In the last three articles, we have looked at some of the steps a new investor should take to start making wise financial choices. In the previous article we covered making choices in your employer’s retirement plan. This article concentrates on investing in other accounts such as IRAs and brokerage accounts, where your choice of investments are virtually limitless.
In your retirement plan through your employer, you likely have a list of funds from which to choose your investments. The funds are normally categorized into equity funds, fixed-income funds, international funds, etc. This makes it relatively easy to decide which funds you wish to own. However, when you make a contribution to your IRA, or when you have additional taxable savings that cannot be added to a retirement account, there’s no list from which to choose investments. You can pick whatever investment you choose – mutual funds, stocks, bonds, or other more exotic investments.
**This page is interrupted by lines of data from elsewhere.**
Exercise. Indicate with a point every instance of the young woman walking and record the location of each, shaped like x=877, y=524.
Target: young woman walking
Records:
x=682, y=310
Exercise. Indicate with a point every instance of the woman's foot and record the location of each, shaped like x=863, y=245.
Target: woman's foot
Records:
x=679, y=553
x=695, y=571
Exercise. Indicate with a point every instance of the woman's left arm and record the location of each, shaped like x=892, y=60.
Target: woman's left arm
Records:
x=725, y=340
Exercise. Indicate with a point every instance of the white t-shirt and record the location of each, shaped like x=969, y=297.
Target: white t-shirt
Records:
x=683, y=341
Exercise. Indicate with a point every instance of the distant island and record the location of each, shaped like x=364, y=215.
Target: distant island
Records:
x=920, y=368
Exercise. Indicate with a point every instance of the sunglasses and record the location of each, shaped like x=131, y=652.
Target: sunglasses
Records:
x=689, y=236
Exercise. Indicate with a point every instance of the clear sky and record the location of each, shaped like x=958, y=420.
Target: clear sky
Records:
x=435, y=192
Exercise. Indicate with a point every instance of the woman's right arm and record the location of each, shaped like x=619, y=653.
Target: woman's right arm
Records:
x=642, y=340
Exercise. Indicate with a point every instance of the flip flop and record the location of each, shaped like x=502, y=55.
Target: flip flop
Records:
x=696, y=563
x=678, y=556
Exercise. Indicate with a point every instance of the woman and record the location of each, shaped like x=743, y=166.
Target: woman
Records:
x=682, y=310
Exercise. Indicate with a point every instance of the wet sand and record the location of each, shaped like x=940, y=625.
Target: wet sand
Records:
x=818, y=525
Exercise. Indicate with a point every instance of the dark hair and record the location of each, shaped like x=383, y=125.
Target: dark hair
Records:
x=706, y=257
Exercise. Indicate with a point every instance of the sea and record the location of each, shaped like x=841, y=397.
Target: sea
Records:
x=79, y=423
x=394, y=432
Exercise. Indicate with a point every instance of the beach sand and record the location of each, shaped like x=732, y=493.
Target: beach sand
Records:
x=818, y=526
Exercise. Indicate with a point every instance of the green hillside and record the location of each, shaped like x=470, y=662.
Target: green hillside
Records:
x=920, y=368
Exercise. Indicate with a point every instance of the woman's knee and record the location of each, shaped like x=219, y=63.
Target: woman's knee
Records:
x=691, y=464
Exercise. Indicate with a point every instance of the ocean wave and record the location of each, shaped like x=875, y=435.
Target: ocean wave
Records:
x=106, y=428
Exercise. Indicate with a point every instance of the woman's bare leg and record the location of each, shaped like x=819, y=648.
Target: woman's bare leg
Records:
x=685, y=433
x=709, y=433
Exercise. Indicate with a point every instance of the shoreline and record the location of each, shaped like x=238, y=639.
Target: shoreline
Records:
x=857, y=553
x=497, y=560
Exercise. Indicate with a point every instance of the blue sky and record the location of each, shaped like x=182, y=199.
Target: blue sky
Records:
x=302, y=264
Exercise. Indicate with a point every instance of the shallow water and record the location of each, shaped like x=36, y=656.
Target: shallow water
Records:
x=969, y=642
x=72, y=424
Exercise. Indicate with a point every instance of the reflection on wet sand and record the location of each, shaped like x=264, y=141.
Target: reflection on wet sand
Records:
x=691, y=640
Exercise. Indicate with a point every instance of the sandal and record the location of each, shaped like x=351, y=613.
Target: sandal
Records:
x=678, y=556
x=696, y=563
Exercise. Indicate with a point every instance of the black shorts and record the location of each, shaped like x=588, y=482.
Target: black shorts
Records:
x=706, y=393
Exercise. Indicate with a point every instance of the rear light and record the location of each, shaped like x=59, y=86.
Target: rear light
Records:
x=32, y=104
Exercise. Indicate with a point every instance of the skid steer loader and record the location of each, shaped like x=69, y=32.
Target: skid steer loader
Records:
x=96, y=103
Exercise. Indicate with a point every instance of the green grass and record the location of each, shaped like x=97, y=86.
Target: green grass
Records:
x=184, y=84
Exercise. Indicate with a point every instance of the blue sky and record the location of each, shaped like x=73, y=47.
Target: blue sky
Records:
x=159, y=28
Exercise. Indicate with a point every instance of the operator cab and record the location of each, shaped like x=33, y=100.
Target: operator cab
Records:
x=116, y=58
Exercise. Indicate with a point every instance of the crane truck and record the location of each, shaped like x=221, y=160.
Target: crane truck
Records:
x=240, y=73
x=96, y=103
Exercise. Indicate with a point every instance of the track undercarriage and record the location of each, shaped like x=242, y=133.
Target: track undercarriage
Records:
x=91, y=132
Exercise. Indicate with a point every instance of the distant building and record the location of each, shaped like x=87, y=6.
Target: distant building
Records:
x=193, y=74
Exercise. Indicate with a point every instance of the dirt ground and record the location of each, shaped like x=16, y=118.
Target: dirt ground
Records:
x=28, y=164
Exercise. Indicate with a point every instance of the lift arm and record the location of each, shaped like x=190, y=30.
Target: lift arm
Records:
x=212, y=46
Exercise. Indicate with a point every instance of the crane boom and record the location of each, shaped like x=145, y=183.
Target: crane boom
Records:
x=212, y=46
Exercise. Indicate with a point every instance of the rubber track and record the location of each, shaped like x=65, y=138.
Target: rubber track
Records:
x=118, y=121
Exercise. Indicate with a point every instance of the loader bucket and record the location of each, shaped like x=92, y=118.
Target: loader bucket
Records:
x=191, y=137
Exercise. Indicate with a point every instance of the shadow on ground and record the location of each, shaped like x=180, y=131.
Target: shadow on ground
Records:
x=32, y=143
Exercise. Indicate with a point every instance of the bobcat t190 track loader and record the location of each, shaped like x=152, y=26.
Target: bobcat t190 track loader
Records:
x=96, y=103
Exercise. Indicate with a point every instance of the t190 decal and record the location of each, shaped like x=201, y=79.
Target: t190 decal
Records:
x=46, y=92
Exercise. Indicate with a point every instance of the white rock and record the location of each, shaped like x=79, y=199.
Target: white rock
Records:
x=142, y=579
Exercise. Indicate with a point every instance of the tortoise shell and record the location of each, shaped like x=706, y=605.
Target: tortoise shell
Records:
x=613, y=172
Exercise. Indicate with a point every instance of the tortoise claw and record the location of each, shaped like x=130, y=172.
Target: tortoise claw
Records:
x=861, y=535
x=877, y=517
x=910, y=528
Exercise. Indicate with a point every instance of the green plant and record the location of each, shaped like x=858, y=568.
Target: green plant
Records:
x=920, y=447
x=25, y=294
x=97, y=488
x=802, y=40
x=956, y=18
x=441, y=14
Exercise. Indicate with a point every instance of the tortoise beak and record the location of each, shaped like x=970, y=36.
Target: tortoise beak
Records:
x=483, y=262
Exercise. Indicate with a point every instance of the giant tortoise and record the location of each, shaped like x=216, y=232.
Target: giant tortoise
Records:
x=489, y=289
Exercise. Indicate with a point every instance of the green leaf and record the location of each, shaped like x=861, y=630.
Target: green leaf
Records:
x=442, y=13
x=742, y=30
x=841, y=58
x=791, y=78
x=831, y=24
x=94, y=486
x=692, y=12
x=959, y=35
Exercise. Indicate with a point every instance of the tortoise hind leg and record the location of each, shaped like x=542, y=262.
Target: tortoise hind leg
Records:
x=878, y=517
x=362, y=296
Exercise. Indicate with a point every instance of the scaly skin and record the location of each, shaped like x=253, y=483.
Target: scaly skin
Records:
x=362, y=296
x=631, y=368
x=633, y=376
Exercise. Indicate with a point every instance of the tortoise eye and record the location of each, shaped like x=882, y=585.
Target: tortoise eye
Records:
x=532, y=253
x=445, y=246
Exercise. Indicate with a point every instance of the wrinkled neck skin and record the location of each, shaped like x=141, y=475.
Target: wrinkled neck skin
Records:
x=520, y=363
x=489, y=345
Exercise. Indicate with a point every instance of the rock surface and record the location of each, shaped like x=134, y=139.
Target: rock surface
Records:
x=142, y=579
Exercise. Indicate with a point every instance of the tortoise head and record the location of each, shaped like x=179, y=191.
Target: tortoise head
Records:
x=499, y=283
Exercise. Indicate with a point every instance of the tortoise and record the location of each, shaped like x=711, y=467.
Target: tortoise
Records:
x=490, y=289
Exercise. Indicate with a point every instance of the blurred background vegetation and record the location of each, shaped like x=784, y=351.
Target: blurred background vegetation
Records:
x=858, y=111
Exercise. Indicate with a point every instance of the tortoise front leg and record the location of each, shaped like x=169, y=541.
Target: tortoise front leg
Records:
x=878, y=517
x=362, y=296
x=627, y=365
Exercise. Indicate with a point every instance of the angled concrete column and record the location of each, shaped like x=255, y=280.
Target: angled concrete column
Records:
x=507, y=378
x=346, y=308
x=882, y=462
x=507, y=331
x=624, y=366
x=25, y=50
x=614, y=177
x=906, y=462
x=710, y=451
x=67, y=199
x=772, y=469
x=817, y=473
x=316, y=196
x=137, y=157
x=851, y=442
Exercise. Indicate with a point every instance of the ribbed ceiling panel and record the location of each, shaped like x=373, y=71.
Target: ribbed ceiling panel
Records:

In your IRA, we suggest you first consider an equity fund such as an Index Fund based on the S&P 500. Many funds of this type exist, such as the Vanguard Index 500. Initially, you will need to make some minimum investment in the fund, typically $500 inside IRA accounts, and then you should be able to dollar-cost-average the remaining contribution over a period of time. For instance, if you contribute $5,000 to your IRA this year, make the initial $500 contribution into an Index Fund, then invest $450 monthly for 10 months until all the cash is invested. In future years, you will be able to dollar-cost-average your entire contribution over the course of the year, if you continue to invest in the same fund. You likely won’t need more than three or four mutual funds in your IRA. One large-cap, one mid-cap and one small-cap are often enough to get you well diversified across the whole spectrum of the equity market.
If you still have additional savings available after you make an IRA contribution and maximize contributions to your retirement plan, you should consider opening a brokerage account. Determine whether you plan to spend the funds in the account in the next 10 years. If so, you then should compare interest rates on U.S. Treasury bonds, CDs from local banks, and money market rates. You should choose one of these, depending on which choice offers you the highest after-tax return. We believe that any funds needed within 10 years should be invested in one of these vehicles.
If the funds are not needed within 10 years, consider either individual common stocks or mutual funds that invest in common stocks. You should dollar-cost-average funds into equities, investing approximately equal amounts each month during the year. For instance, if you assume you will be able to save $5,000 during the year, you could invest around $417 each month into an equity mutual fund.
You should only invest in mutual funds until you have approximately $50,000 invested. At that point, you should consider buying shares of individual common stocks. By holding common stocks, you should be able to better manage the tax consequences of the account. For instance, if you are holding a stock that has lost value during the year, you may choose to sell the stock and take the realized loss to offset other taxable gains you may have. Holding individual common stocks generally takes a little more work on your part than holding mutual funds does. Therefore, if you don’t want to put in a little time and learn about the companies in which you invest, you should consider continuing to invest in equity mutual funds.
We suggest that people avoid more exotic investment vehicles such as options and futures contracts. These investments are often very volatile and in many cases, your entire investment could easily drop to zero. While some professionals are able to make money trading these instruments, we believe it is best for the individual investor to avoid them altogether. We also suggest that day trading, or short-term trading, should be avoided as well. Day trading increases taxes and transaction costs, even when you are able to make money doing it. In most cases, people who attempt to day trade do not make money.
Hopefully, you now feel a little more prepared to enter the world of investments!